This study has been completed.
Information provided by (Responsible Party):
Jeremy Paikin, Hamilton Health Sciences Corporation Identifier:
First received: June 1, 2012
Last updated: March 18, 2015
Last verified: March 2015

Cardiac bypass surgery is an important treatment for patients with severely blocked arteries (tubes that delivery oxygen and nutrients to the heart). Hundreds of thousands of these operations are done each year to help relieve patients' chest pain and to prevent future heart attacks. The surgery is done by "bypassing" blood flow around badly clogged arteries by sewing on healthy vessels from another part of the body (usually from the leg or the chest). Aspirin (a blood thinner) is given to patients once a day after their surgery because it stops "sticky" cells in the blood (platelets) from blocking these new vessels (which may lead to a future heart attack).

Research has shown that aspirin does not work as well in people after they have bypass surgery as the investigators might expect (for reasons that are not fully understood). One reason aspirin may not work as well after surgery is because the body makes many more platelets after surgery than it would under normal circumstances. All of these new platelets overwhelm the aspirin and continue to be "sticky" and ready to block off arteries. The investigators believe that giving multiple daily doses of aspirin following bypass surgery is more effective than giving aspirin once daily at blocking platelet activity.

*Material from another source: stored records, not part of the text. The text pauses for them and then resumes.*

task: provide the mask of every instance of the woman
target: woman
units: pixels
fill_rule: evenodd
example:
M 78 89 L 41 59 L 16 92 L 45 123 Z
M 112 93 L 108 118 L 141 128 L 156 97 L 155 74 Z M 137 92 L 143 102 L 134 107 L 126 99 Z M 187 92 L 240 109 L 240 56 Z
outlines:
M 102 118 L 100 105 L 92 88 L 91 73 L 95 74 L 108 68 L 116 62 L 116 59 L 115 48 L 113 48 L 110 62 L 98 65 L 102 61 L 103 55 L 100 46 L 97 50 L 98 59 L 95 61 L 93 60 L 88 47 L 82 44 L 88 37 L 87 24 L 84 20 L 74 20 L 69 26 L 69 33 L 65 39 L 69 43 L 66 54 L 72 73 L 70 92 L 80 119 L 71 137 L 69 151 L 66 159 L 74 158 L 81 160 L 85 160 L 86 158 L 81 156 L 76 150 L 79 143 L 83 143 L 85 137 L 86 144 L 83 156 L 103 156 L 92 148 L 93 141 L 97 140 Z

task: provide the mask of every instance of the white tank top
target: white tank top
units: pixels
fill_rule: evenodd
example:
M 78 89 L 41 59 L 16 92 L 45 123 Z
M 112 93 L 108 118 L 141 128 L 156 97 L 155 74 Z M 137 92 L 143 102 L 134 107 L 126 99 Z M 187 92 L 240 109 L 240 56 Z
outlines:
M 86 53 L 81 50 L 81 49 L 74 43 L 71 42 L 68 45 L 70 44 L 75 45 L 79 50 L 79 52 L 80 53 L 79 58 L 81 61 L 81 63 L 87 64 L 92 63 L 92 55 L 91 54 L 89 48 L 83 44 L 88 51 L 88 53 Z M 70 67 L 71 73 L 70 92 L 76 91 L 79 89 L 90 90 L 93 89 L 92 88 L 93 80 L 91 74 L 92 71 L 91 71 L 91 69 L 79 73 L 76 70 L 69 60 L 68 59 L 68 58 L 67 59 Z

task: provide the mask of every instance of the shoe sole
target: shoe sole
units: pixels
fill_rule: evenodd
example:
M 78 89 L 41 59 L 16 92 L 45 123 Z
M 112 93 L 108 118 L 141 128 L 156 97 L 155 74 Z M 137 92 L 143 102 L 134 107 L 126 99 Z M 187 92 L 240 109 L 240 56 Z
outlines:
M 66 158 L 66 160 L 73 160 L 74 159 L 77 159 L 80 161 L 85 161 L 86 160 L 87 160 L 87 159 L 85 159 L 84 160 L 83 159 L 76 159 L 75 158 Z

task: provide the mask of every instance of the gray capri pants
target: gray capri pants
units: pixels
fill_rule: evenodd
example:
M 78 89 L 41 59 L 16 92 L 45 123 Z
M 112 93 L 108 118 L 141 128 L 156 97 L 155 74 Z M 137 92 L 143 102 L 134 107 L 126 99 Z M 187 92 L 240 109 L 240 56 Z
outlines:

Condition Intervention Phase
Postoperative; Dysfunction Following Cardiac Surgery
Drug: Aspirin
Phase 2

Study Type: Interventional
Study Design: Allocation: Randomized
Intervention Model: Parallel Assignment
Masking: Double Blind (Investigator, Outcomes Assessor)
Primary Purpose: Treatment
Official Title: Multiple Daily Doses Of Aspirin To Overcome Aspirin Hyporesponsiveness Post Cardiac Bypass Surgery

Resource links provided by NLM:

Further study details as provided by Hamilton Health Sciences Corporation:

Primary Outcome Measures:
  • Serum Thromboxane: Define an inadequate aspirin response as a value >0.69 ng/ml, which is 2 SD above the mean of aspirin-treated patients [ Time Frame: Postoperative Day 4 ]

Secondary Outcome Measures:
  • Arachidonic Acid Induced Light Transmission Aggregometry (LTA): Aggregation will be expressed as the maximum percent change in light transmittance from baseline, with platelet-poor plasma used as a reference. [ Time Frame: Postoperative Day 4 ]
  • Arachidonic Acid Induced Multiple Electrode Platelet Aggregometry (MEA):Aggregation was recorded for 6 minutes and will be reported as the area under the curve (aggregation units x min). [ Time Frame: Postoperative Day 4 ]
  • DNA genetic analyses for single nucleotide polymorphisms [ Time Frame: A single preoperative blood sample was drawn (on average of 1 week prior to surgery) ]

Enrollment: 120
Study Start Date: January 2012
Study Completion Date: August 2013
Primary Completion Date: April 2013 (Final data collection date for primary outcome measure)
Arms Assigned Interventions
Active Comparator: Aspirin 81mg daily
Patients will receive 81mg daily during the postoperative period.
Drug: Aspirin
Aspirin 81mg po daily x 7days or end of hospitalization. First dose administered on post op day 1.
Active Comparator: Aspirin 325mg daily
Patients will receive 325mg daily during the postoperative period, until day 7 postop or the end of hospitalization.
Drug: Aspirin
Aspirin 325mg po daily x 7days or end of hospitalization. First dose administered on post op day 1.
Experimental: Aspirin 81mg four times daily
Patients will receive ASA 81mg four times daily until postoperative day 7 or end of hospitalization
Drug: Aspirin
Aspirin 81mg po four times daily x 7days or end of hospitalization. First dose administered on post op day 1.

Detailed Description:


Cardiovascular disease caused by athero-thrombosis is the number one cause of long-term morbidity and death worldwide. Many patients with advanced coronary disease benefit from Coronary Artery Bypass Graft (CABG) by improving symptoms and increasing their longevity.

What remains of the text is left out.